I'm not saying it must be done how I've done it. I'm just showing an example of how I do it right now.


----------



## Ryansiegelreptiles (Jul 30, 2016)

Tom said:


> This question is controversial and debatable. There is no right or wrong answer, its just people's opinions and comfort levels. You could keep a 150 pound sulcata in a 4x4' crate of some sort. The animal would be able to survive if you gave it food, water and kept it clean. But is that okay with anybody? They need room to roam. Locomotion actually helps with digestion. Its easy for me to say they need great big outdoor enclosures. I live in a climate that is warm year round and I have many acres upon which to build tortoise pens. So what does a person who lives in the frozen North need to do? I don't know. My adult sulcata enclosure is about 7000 sq. feet and that seems like its adequate, but I'd still like to go bigger. If someone in DesMoines Iowa wants to build a giant indoor 7000 sq. ft. warehouse, keep it around 80 degrees, invest in giant heating and lighting bulbs to simulate a large sunny spot with good UV, and grow all sorts of good tortoise food, man I'd sell them as many babies as they wanted. But who does that? I've never heard of one person doing it that way in a cold winter climate. I've only heard about basements, or rooms in the house. Or outdoor sheds, or outdoor heated tortoise houses and people allowing these tortoises from tropical Africa to walk outside in the snow. None of those things are within my comfort level.
> 
> The point is that you can stuff them into a small indoor basement enclosure for months at a time, and do your best to keep them warm while hoping and praying there isn't a power outage with every winter storm, but is that okay with you? Are you comfortable with that? Some people are. Some people expend a lot of time, effort and money to try to do it right in that sort of climate with that sort of space restrictions. Me, personally? I would't be comfortable with that. If I lived somewhere with frozen winters, I simply wouldn't keep giant species that need warm tropical temps year round. I wouldn't want to fight the cold and I wound't want them crammed indoors in small spaces for months at a time. I would choose other species that stay smaller and hibernate in winter. This doesn't make it "wrong" for others who choose differently, its just not what I would choose.
> 
> ...


Thank You! Are Cinder Blocks or wood cheaper to use?


----------



## Tom (Jul 31, 2016)

Ryansiegelreptiles said:


> Thank You! Are Cinder Blocks or wood cheaper to use?

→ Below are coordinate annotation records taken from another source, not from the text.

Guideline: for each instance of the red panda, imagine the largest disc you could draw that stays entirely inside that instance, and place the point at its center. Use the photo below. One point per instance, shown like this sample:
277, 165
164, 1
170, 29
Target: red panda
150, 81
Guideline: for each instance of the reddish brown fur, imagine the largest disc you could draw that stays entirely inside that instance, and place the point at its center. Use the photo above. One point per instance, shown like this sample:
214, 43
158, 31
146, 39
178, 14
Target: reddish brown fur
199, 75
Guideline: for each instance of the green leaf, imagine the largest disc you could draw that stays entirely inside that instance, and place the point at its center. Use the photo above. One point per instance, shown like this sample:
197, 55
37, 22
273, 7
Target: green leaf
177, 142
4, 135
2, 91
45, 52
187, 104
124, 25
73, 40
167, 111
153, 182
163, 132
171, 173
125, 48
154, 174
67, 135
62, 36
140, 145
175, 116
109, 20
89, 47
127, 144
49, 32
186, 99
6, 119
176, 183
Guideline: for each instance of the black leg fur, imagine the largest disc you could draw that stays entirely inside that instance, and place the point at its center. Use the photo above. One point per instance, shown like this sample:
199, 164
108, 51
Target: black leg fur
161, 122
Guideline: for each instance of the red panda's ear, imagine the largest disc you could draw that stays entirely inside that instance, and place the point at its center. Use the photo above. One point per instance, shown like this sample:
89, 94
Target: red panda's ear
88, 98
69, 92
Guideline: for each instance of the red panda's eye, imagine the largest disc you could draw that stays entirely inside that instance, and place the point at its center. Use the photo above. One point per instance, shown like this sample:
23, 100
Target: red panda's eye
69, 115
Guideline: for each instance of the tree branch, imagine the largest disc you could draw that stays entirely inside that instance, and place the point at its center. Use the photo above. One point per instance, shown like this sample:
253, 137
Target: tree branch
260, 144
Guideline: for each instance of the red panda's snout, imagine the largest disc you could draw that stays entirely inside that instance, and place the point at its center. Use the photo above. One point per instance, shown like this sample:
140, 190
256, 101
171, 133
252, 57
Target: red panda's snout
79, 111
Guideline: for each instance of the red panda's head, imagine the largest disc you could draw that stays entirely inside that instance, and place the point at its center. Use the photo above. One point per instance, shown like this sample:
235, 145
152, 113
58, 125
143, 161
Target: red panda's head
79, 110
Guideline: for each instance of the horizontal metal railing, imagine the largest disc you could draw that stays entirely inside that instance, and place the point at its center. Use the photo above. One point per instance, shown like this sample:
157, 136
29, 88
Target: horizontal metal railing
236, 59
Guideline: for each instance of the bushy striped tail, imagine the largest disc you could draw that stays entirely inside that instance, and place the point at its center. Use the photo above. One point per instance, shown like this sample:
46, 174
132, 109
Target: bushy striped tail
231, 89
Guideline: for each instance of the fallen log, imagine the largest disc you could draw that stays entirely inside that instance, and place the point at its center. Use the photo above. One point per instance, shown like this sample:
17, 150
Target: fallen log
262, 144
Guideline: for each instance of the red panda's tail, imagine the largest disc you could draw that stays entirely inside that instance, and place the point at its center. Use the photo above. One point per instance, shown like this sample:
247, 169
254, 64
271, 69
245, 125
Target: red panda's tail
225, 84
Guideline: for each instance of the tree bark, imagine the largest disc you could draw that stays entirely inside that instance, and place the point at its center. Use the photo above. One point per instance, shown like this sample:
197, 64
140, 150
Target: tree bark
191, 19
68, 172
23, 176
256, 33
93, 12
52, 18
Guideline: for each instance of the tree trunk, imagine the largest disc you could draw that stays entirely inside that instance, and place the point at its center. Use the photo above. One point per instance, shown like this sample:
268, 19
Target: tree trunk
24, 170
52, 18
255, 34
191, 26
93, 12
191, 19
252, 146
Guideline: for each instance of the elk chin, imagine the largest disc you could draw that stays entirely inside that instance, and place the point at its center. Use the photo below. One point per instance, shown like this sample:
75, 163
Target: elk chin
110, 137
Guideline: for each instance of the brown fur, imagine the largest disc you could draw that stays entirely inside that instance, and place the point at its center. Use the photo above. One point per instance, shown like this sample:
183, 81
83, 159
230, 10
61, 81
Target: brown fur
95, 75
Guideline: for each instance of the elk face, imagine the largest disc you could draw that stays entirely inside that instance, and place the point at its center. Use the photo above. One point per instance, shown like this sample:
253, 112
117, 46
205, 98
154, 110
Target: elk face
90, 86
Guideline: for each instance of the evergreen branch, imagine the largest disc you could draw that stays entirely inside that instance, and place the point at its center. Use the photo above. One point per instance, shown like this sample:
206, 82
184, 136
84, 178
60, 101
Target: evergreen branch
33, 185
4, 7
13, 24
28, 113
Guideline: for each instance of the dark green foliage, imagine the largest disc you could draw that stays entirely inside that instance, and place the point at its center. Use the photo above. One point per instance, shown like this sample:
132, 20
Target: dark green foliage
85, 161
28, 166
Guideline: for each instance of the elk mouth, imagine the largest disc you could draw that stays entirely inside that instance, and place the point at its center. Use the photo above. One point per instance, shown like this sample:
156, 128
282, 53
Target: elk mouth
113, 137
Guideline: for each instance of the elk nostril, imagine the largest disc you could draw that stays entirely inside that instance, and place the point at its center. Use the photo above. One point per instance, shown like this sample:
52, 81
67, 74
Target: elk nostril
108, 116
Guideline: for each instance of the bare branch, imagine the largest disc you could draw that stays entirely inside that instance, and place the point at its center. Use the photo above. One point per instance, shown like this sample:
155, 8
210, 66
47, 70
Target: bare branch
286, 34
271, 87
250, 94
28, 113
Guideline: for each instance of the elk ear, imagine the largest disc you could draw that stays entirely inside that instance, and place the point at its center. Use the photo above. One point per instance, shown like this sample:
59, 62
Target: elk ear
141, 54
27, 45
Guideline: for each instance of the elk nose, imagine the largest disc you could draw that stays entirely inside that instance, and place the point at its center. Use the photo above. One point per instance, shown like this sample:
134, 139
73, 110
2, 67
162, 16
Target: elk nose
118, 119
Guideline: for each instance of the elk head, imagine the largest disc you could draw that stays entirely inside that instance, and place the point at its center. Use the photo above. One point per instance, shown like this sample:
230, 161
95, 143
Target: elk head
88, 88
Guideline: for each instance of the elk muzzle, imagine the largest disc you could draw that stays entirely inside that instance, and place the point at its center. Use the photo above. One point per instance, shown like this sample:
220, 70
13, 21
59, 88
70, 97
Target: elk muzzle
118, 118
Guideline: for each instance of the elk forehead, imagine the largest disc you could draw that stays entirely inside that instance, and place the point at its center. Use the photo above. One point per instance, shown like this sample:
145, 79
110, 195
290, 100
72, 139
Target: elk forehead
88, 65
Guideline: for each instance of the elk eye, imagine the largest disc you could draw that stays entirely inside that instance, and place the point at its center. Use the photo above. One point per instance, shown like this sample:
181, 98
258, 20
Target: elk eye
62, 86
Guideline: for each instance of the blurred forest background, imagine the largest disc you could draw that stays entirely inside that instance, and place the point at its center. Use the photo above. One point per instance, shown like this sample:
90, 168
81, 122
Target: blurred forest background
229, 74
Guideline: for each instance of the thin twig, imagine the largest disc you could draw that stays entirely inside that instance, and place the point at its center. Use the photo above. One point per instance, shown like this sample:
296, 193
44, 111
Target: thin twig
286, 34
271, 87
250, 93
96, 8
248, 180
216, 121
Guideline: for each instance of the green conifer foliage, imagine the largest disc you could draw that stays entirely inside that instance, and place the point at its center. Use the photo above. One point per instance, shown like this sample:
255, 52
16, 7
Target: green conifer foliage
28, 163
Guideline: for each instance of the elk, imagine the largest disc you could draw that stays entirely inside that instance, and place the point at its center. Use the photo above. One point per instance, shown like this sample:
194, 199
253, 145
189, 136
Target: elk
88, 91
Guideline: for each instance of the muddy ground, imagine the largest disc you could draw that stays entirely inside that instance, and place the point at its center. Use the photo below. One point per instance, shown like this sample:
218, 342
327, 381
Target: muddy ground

For a young sulcata I'd go 16" high with plywood. That would give me 24 feet of enclosure wall per $20 plywood sheet. Then you'd need pressure treated 2x4s for upright posts. If you did 32" (16 inches above and 16 inches below ground) you could get 3 posts per 8' 2x4. This would total about $24 for 24' or $1 a foot.

16" cinder blocks at Home Depot run about .94 cents each. You'd need to go three high. So you need 18 blocks to go 24', but you've got to go three high, so 54 blocks. 54 blocks x .94 cents = $50.76 = $2.12 per foot.

Wood is less than half the price of block. BUT… Wood will rot. Wood must be painted and paint and primer are quite expensive, not to mention all the time you'll have to put in. Then you need screws, a screw gun, and a post hole digger. How hard and rocky is your dirt? Digging post holes is no fun at all. Believe me, I've done it hundreds of times. Block lasts forever because its impervious to the elements, is easy to move or reconfigure, and requires little or no "prep". Just drop it in place and be done.

So when you figure in paint and primer at around $30 and $20 per gallon respectively, deck screws, labor and tools, plus the fact that you'll have to re-do the wood every few years, block might be cheaper in the long run, and its certainly easier in the short term.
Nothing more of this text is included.